How Pre-Tax Deductions Work
When an employer sets up pre-tax contributions, he makes payments on the employee's behalf before withholding any federal, state or payroll tax. In effect, it's tax-free money and represents a savings equal to whatever the taxes would have been on the income. If your tax rate is 15 percent, for example, and the employer sets up $10,000 in pre-tax contributions throughout the year, you save $1,500 in taxes -- in addition to any savings on payroll and state income taxes.

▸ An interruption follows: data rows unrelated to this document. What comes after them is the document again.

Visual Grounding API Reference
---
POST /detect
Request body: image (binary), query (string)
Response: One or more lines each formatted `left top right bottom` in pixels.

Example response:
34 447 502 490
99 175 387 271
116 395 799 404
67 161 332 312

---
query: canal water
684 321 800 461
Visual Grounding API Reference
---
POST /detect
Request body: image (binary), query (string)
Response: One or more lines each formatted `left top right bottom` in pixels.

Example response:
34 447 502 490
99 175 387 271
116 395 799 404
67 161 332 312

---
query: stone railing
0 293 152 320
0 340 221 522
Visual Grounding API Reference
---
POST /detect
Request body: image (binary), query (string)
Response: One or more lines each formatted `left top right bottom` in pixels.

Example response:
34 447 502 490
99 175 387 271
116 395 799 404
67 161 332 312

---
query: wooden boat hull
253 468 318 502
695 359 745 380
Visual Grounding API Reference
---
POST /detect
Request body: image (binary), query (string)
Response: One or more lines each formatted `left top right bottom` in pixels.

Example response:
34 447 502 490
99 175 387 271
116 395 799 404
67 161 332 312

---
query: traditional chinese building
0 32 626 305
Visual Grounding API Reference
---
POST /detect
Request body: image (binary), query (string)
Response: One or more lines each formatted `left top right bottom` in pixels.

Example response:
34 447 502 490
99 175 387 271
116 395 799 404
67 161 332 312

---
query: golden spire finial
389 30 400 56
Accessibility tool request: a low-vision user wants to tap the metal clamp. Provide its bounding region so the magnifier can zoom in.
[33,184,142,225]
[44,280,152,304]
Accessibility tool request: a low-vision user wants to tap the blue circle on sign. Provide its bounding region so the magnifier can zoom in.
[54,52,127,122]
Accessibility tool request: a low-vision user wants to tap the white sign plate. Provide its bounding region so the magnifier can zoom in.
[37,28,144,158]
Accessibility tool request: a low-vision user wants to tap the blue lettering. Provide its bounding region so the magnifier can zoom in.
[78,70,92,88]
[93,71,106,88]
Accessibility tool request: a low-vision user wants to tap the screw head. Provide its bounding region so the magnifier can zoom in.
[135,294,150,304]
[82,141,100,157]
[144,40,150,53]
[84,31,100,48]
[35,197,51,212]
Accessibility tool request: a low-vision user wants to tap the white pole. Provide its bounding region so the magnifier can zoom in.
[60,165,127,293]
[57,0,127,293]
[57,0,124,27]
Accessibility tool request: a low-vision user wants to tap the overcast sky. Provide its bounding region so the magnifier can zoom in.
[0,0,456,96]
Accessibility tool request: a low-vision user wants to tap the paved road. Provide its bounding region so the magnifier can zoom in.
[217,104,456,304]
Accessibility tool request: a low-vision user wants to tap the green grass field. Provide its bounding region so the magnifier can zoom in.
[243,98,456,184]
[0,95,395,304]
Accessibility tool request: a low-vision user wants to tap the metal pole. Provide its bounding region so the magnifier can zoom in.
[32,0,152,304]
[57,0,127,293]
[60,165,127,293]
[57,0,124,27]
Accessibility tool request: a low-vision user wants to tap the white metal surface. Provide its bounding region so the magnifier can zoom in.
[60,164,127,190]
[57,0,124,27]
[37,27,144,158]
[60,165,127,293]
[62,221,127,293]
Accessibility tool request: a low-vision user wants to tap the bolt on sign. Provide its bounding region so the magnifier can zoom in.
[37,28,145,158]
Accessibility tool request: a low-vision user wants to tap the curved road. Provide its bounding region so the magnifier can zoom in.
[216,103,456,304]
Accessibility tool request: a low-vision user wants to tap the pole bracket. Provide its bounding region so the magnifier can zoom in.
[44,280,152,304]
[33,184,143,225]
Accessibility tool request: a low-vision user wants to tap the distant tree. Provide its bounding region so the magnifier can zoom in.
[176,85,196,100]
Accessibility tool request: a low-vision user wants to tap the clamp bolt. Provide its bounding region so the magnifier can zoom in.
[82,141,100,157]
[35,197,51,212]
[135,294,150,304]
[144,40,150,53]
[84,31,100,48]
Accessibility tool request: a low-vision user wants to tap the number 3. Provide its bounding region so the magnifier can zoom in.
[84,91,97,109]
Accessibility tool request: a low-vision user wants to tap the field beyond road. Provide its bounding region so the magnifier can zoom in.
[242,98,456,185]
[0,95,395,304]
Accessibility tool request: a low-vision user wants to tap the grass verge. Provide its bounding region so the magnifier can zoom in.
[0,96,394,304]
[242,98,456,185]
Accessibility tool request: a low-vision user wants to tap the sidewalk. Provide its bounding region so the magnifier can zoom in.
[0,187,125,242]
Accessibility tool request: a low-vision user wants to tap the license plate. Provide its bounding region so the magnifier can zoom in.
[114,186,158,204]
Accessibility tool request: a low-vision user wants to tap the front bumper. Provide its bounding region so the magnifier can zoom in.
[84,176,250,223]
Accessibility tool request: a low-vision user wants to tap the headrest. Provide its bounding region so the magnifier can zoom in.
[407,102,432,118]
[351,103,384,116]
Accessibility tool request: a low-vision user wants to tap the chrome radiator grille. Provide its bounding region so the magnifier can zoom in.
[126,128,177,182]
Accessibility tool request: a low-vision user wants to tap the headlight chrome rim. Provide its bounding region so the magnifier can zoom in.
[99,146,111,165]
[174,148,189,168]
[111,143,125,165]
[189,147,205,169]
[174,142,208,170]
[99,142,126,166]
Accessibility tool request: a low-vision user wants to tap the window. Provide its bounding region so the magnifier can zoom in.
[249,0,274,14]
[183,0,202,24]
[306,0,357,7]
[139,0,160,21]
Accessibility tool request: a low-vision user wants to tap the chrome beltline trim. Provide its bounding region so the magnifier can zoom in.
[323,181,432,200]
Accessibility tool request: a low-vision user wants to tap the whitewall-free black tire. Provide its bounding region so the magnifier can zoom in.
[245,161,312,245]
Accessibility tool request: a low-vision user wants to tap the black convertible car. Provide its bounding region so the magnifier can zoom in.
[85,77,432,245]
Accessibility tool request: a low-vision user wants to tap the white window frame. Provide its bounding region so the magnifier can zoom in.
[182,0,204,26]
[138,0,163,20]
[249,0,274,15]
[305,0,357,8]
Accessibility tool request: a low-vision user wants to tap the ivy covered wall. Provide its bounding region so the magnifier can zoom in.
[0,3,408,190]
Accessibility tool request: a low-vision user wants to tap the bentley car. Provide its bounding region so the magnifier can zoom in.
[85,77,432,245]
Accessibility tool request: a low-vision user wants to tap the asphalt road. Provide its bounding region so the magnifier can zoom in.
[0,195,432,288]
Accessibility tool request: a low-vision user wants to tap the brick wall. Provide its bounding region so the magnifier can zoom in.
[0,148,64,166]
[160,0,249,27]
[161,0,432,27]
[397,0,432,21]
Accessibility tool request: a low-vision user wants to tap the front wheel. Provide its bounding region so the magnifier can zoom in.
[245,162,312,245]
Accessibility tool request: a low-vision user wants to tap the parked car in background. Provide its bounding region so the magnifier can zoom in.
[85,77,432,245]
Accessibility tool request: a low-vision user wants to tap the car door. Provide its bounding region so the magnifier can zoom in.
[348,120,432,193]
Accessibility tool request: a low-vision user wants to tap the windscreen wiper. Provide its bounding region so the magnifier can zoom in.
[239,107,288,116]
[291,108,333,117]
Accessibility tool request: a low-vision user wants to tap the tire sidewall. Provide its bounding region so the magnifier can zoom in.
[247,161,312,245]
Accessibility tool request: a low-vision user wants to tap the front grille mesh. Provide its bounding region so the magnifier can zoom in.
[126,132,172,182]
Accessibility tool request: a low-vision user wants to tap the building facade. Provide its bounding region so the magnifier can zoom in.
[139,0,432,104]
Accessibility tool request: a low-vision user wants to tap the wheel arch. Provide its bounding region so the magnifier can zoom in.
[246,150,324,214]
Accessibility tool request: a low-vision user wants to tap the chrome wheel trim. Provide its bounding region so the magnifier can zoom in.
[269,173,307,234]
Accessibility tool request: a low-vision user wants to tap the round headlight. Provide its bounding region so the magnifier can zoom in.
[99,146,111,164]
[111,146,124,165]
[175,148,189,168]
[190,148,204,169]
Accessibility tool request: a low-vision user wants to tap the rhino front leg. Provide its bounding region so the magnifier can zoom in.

Some Common Pre-Tax Benefits
Federal tax law allows pre-tax contributions to support the use of insurance and retirement pensions by wage-earners. The most common pre-tax benefits are health insurance, dental insurance, vision insurance, disability insurance and life insurance. Under the IRS rules, contributions to flexible spending accounts, which the employee can use to pay for medical costs, can also be paid on a pre-tax basis. The contributions are always "elective," or voluntary, and the employer may also contribute a portion of the cost. If you exceed the annual limit on these contributions, the employer must include the excess amount in taxable wages.
Retirement Plan Contributions
Employees can also make qualified retirement plan contributions on a pre-tax basis. Individual retirement accounts, or IRAs, for example, are funded -- up to an annual limit -- with money that is not subject to tax. If you contribute on your own, you deduct the amount from your gross income on your 1040 return before figuring taxable income. The pre-tax contribution recorded on a paycheck stub works the same way: The money is not counted toward your taxable wages and doesn't show up on your W-2 as income. The IRS slaps a few conditions on qualified retirement plans, of course; check with your benefits administrator if you have any questions about how it works.
The Downside: Social Security Wages
There's a slight catch to pre-tax contributions. The income counted as pre-tax is not counted by Social Security (or, in some cases, your employer's pension plan) as part of your wages. This reduces the amount you're earning on your Social Security record, which in turn may reduce your ultimate retirement benefit. To get a handle on how pre-tax contributions are affecting your Social Security wage record, request a benefit statement either online or by phone from the agency. This will show the amounts you've been making annually and project your monthly Social Security check amount based on what age you start the benefits.